EDIT: The link to Stephen Carlson’s article has now been fixed.
I can remember as a teenager the first time one of my “know everything about the Bible” friends whispered to me during a church service, “Hey, you know there weren’t actually THREE wise men, don’t you?” And I was, like, “What are you talking about? Of course there were. We see it every year in the Nativity play.”
That single remark from a friend sent me on a teenage quest to discover how many other places our church’s Nativity play had screwed up. At the time, I really couldn’t find much. Fast forward a few years (and by “years,” I mean “decades”) and things are different.
The Christmas season is a time for biblical scholars to show off as they wield the tools of careful exegesis and knowledge of first-century Palestine, or that other handy tool known as “dehistoricizing.” This has resulted in many questions related to Matthew and Luke’s Nativity stories, some more controversial than others: Was Jesus born in a stable? Was there really no “room in the inn” for Mary and Joseph? Was Jesus even born in Bethlehem? Did Herod really order the killing of all the young boys in the area around Bethlehem? And so forth.
There are three publications from the past couple years that I would recommend as great resources for promoting serious reflection on topics related to the stories of Jesus’ birth, regardless of whether one agrees or disagrees with the views presented:
1. Stephen Carlson’s article, “The Accommodations of Joseph and Mary
in Bethlehem: Κατάλυμα in Luke 2.7,” published in NTS and available in its entirety here. I find his arguments to be very convincing. Here is the abstract:
The identity of the κατάλυμα in Luke has been debated among Western scholars for over five hundred years. Proposals have ranged from an inn to a guest room. This article argues that the term κατάλυμα has a generic sense of ‘place to stay’ and that the final clause of Luke should be rendered ‘because they had no space in their place to stay’. Moreover, three clues in the context—Joseph’s compliance with the census order, the betrothal of Mary, and the manger—suggest that the accommodations presupposed by Luke are a marital chamber too small for giving birth.
2. Steve Moyise’s short book, Was the Birth of Jesus According to Scripture? (Wipf and Stock, 2013). The link allows you to preview a significant portion of the book.
Each Christmas, the birth of Jesus is celebrated through carols, Bible readings, and nativity plays. The angelic announcements to Mary and Elizabeth, Jesus’ birth in a manger, and the gifts of gold, frankincense, and myrrh are some of the best-known stories in the Bible. But did they really happen? And were they predicted by Israel’s prophets, as the Bible claims? Steve Moyise suggests that the clue to answering these questions is to understand how Israel’s Scriptures were being interpreted in Jesus’ day. Was Isaiah thinking of a virgin birth when he uttered his famous prophecy (Isa 7:14), or is that a later Christian interpretation? Was there a star that led the magi to Bethlehem or should the story be taken symbolically? These and other questions are fully explored and the results are sometimes surprising.

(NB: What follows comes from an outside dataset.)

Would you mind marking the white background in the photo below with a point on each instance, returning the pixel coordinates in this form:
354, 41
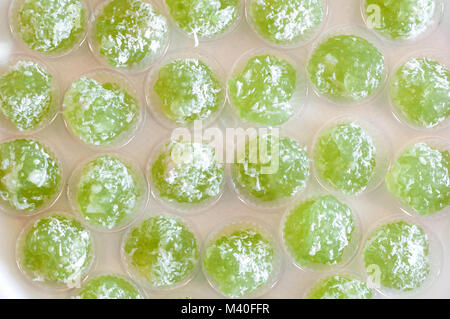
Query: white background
294, 281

3. Andrew Lincoln’s brand new book, Born of a Virgin?: Reconceiving Jesus in the Bible, Tradition, and Theology (Eerdmans, 2013). Of my three recommendations, this will certainly be the most controversial to those with a conservative background. But that’s what makes it so good – it is sure to be thought provoking on a number of fronts.
This engaging book enables ordinary Christians to understand and give honest expression to the problems surrounding the virgin birth — a concept that many Christians are not sure how to handle.
Andrew Lincoln’s Born of a Virgin? begins by discussing why the virgin birth is such a difficult and divisive topic. The book then deals with a whole range of issues — literary, historical, and hermeneutical — from a critical yet positive perspective that takes seriously creedal confessions and theological concerns.
As part of his exegetical investigation of the New Testament texts, Lincoln considers the literary genre and distinctive characteristics of the birth narratives as ancient biography. Further, he delineates how changes in our views of history and biography decisively affect any traditional understanding of the significance of an actual virgin birth. He also explores what that means for the authority of Scripture and creed, along with implications for Christology and for preaching and teaching from the birth narratives.
What other recommendations would you add?